When we think about vocations and pray for vocations, the role of the Catholic school needs to be considered, and hopefully praying for vocations will lead to a few more prayers for Catholic schools.
Three of my sisters attended private Catholic boarding school for their high school education. By the time that it became my turn to attend, the school was adopting to better meet their community's needs and had decided that accepting only day students would work best for them, so I attended our local public high school.
National Vocation Awareness Week was just celebrated and I am sure that in the early '60s when we dropped my oldest sister off at school most of the sisters who taught there had also been educated in Catholic schools. Many of the sisters who ran the schools in the Archdiocese of Boston were also educated by sisters. The Sisters of St. Joseph and the Sisters of Notre Dame de Namur all served as role models for other women who have found their religious vocation, their way of serving God.
The same is true for men who become priests. Research from Center for Applied Research in the Apostolate (CARA) indicates that students who attend Catholic schools are more likely to consider a vocation and then to discern that God is calling them to serve the Church in a very specific way. Twenty-three percent of Millennial Generation Catholics have attended a Catholic primary school at some point. Yet, half or more new priests (50 percent) and brothers (55 percent) attended Catholic primary schools as did 41 percent of new sisters and 45 percent of younger lay ecclesial ministers.
CARA research also states that without Catholic schools, both attendance at Mass and the number of vocations would drop dramatically, requiring the Catholic Church in the United States to bring in additional priests from other countries to serve the local church. "Among never-married Millennial Generation male Catholics (ages 14 and older surveyed for CARA's Consideration of Priesthood and Religious Life Among Never-Married U.S. Catholics) who have attended a Catholic school, more than one in four indicate that they have considered becoming a priest or brother. Only about one in 10 of those who did not attend a Catholic educational institution indicate this. Among never-married Post-Vatican II and Millennial Generation female Catholics (ages 14 and older) who have attended a Catholic school, 13 percent or more indicate that they have considered becoming a sister or nun. Only about 6 percent to 7 percent of those who did not attend a Catholic educational institution indicate this." (Mark M. Gray -- CARA)
The research by CARA indicates that attendance at a Catholic high school is the single most important indicator that a man will seriously consider the priesthood, while for women, attendance at a Catholic grade school is a strong indicator of interest in the religious life. The more Catholic education a person has, magnifies the impact of Catholic schools, as more than twice the number of men and women have considered a religious vocation if they attended a Catholic elementary school, a Catholic high school and a Catholic college.
Catholic schools were built on the vocations of many men and especially women, who dedicated their lives to educate the children of others. They gave their lives teaching children about service, about grace, reconciliation and the true beauty of the love God has for us. We can never repay them for all that they have done to build a Church that is a community, in communion with Christ. Our gratitude to the religious women and men who worked tirelessly in our schools does not waver, for we know that without them, we would not have such a robust system of schools where children are developing into saints and scholars.
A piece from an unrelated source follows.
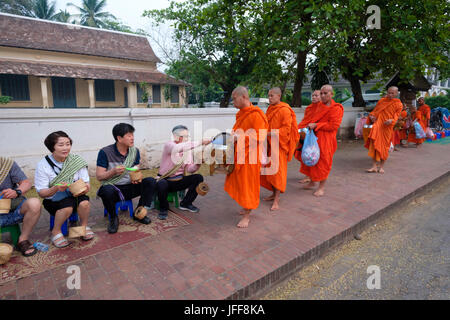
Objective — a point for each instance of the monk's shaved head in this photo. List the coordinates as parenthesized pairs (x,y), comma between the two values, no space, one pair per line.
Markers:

Catholic schools are the place where hope lives, where a student's trust in God develops and grows. There is little doubt that without Catholic schools we would have fewer sisters, brother and priests to share the news of Jesus. The sisters, brothers and priests built schools where evangelization takes place at a very steady and consistent pace, bringing in children and their families into a relationship with Jesus. They built a system that renews our faith and our Church. The connection they created between Catholic schools, church attendance and vocations is very strong. When we think about vocations and pray for vocations, the role of the Catholic school needs to be considered, and hopefully praying for vocations will lead to a few more prayers for Catholic schools.
Catholic schools are great places to learn many things. They are a place where students learn about Jesus and his saving grace. They are a place where students to learn to serve others and the Church. They are an incubator for our future priests, brothers and sisters. They are vital to a healthy Church.
Kathy Mears is Superintendent of Catholic Schools in the Archdiocese of Boston.